If a patient receiving bisphosphonate therapy notes thigh pain, a femur x-ray should be obtained. The radiologist may be able to see signs suggestive of patients at risk for this type of fracture. If a patient is on a bisphosphonate at the time of an atypical femur fracture, the bisphosphonate should be held and the fracture repaired. The patient may be a good candidate for teriparatide.
Recent data also suggests that scleritis and uveitis, a type of eye inflammation, may also be a rare side effect of bisphosphonate therapy. Symptoms are often a red, painful eye that is sensitive to light. The condition can usually be treated with eye drops. Patients on bisphosphonates should be instructed to call if these signs are noted.
As when any medication is prescribed, the risks and benefits of that medication must be considered. For the treatment of osteoporosis, patients must understand that hip fractures can lead to significant disability and death (e.g., from clots in the lung related to leg clots that develop after fracture), and that multiple vertebral fractures can cause very significant pain and disability. This must be weighed against what appears to be a probable very low risk of osteonecrosis of the jaw, atypical stress fractures of the femur, esophageal irritation, and inflammatory eye disease.
Oncologists treating patients with multiple myeloma and metastatic breast cancer have a different set of concerns, and use of bisphosphonates in the patient with cancer requires that a different set of issues be weighed. In patients being treated for osteoporosis, the consequences of untreated disease, with resultant fractures, must not be forgotten when striking the proper balance.

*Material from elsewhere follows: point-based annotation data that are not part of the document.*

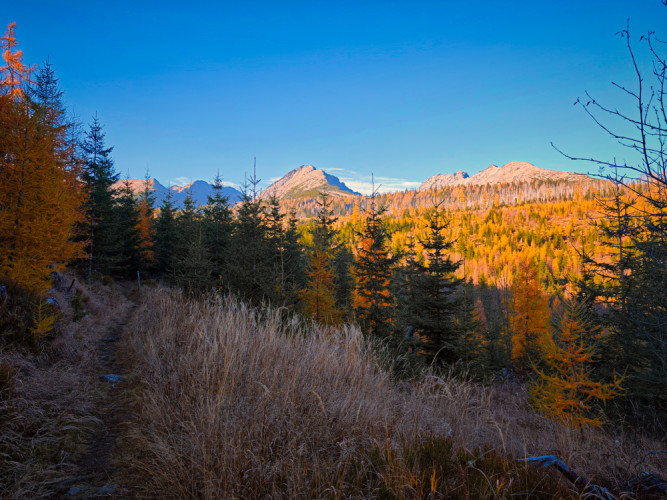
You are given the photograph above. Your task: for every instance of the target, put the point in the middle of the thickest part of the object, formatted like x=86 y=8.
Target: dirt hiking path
x=94 y=478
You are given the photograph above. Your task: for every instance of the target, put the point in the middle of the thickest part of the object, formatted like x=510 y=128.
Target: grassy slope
x=49 y=406
x=235 y=404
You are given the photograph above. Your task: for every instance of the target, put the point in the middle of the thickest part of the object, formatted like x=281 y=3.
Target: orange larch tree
x=564 y=389
x=40 y=196
x=319 y=295
x=529 y=320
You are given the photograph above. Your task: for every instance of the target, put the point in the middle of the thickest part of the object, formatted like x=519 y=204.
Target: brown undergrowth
x=235 y=403
x=48 y=400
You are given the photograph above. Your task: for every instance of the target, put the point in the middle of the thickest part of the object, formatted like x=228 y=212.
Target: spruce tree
x=434 y=296
x=218 y=228
x=99 y=176
x=192 y=267
x=293 y=263
x=146 y=209
x=373 y=269
x=166 y=237
x=128 y=260
x=319 y=295
x=252 y=256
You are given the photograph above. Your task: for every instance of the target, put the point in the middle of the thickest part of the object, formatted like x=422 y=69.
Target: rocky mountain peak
x=514 y=171
x=306 y=181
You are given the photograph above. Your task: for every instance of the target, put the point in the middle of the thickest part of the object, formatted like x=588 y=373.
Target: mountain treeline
x=587 y=335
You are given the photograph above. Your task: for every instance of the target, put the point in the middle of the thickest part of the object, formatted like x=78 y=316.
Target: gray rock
x=112 y=378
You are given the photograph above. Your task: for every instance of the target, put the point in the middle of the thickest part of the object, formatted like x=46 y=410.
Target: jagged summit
x=199 y=189
x=306 y=181
x=441 y=180
x=514 y=171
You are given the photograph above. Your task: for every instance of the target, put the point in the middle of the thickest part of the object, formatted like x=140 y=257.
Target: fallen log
x=579 y=481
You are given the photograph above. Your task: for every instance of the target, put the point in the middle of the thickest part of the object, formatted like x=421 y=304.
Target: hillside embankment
x=218 y=400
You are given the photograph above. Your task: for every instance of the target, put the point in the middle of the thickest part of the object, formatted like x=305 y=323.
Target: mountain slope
x=514 y=171
x=306 y=182
x=200 y=191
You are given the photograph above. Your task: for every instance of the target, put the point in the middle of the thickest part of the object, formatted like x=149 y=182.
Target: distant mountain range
x=514 y=171
x=308 y=181
x=200 y=191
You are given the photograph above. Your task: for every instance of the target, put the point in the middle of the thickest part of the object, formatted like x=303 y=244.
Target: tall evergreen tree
x=373 y=269
x=434 y=299
x=146 y=209
x=192 y=267
x=99 y=176
x=166 y=237
x=319 y=295
x=293 y=264
x=218 y=228
x=252 y=256
x=126 y=212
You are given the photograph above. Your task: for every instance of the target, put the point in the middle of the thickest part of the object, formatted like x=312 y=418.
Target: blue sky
x=403 y=90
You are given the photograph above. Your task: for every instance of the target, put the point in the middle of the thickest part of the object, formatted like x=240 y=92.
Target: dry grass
x=232 y=403
x=47 y=408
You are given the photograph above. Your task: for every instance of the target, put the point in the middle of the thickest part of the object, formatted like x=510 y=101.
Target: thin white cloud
x=232 y=184
x=180 y=181
x=364 y=185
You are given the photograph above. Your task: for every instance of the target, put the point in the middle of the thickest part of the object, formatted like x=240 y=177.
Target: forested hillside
x=557 y=289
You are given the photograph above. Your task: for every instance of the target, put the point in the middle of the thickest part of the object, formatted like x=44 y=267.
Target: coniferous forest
x=415 y=344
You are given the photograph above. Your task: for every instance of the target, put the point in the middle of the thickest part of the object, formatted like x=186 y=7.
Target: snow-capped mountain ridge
x=514 y=171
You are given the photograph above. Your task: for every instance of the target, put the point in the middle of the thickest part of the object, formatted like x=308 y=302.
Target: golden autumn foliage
x=14 y=73
x=318 y=297
x=529 y=320
x=146 y=228
x=40 y=195
x=564 y=389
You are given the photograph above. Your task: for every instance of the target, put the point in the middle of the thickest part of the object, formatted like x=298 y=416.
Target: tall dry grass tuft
x=236 y=403
x=48 y=402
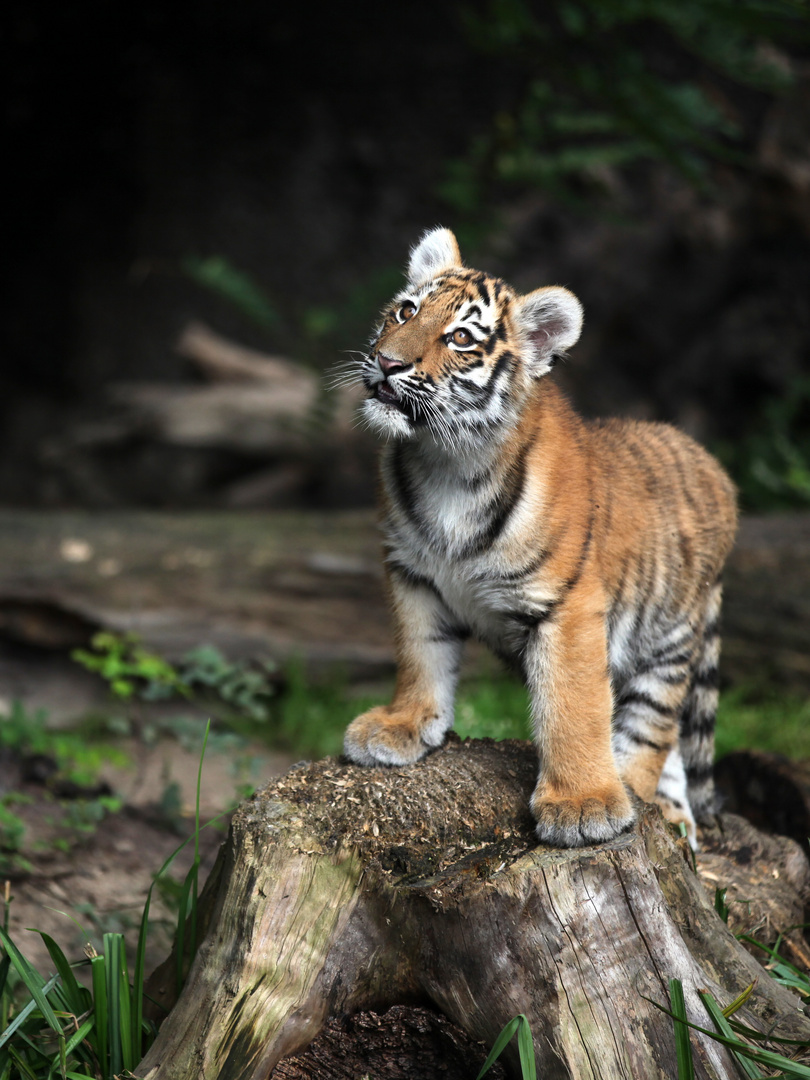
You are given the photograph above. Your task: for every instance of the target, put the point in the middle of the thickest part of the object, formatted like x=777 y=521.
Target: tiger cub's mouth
x=386 y=393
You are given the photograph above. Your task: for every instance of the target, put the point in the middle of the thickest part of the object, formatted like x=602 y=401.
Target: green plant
x=235 y=692
x=130 y=669
x=764 y=717
x=219 y=275
x=740 y=1039
x=771 y=463
x=595 y=84
x=525 y=1048
x=65 y=1029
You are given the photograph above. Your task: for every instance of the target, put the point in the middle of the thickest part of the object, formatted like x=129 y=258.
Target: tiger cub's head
x=457 y=350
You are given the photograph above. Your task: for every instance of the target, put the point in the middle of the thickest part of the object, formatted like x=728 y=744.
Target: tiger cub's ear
x=551 y=320
x=435 y=252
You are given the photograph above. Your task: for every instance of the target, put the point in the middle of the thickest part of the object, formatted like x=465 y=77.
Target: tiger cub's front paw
x=575 y=822
x=387 y=736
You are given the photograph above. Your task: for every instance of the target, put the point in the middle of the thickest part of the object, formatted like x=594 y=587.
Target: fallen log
x=343 y=889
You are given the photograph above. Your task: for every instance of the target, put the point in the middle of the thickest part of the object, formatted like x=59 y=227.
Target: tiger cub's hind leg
x=646 y=729
x=699 y=713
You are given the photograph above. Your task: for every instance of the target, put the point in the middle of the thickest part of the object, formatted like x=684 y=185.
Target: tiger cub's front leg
x=579 y=797
x=428 y=653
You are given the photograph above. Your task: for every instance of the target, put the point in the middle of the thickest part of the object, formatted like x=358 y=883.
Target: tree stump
x=342 y=889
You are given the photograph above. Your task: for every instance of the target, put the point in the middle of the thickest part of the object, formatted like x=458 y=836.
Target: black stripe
x=530 y=568
x=661 y=660
x=406 y=494
x=699 y=773
x=707 y=680
x=530 y=619
x=637 y=698
x=409 y=577
x=481 y=395
x=500 y=509
x=640 y=741
x=697 y=724
x=483 y=292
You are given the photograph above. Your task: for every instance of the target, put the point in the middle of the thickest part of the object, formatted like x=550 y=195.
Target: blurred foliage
x=203 y=673
x=771 y=466
x=601 y=83
x=237 y=286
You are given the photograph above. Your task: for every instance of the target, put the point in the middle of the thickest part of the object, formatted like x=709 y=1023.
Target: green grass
x=753 y=717
x=311 y=718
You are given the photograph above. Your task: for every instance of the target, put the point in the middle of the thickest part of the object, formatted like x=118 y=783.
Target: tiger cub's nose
x=390 y=366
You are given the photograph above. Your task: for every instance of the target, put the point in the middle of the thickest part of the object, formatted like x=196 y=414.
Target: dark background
x=309 y=149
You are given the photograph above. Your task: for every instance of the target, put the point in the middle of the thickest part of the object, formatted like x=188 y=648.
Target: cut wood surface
x=343 y=889
x=311 y=584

Osteoporosis remains a significant problem for society. The number of osteoporotic fractures is expected to rise as the population ages. The risk of an osteoporotic fracture in a patient at risk is much greater that the risk of ONJ in that patient. Most cases of ONJ can be treated conservatively. This area requires additional study so that we can all better understand the risk and appropriate treatment of ONJ.
After balancing the risks and benefits, bisphosphonates will likely remain the best choice for most patients with osteoporosis. However, the decision regarding the optimal drug for managing osteoporosis in each patient is quite individual and should be determined on a case by case basis. Patients on bisphosphonate therapy should be reevaluated annually to see if continued use of the medication is indicated.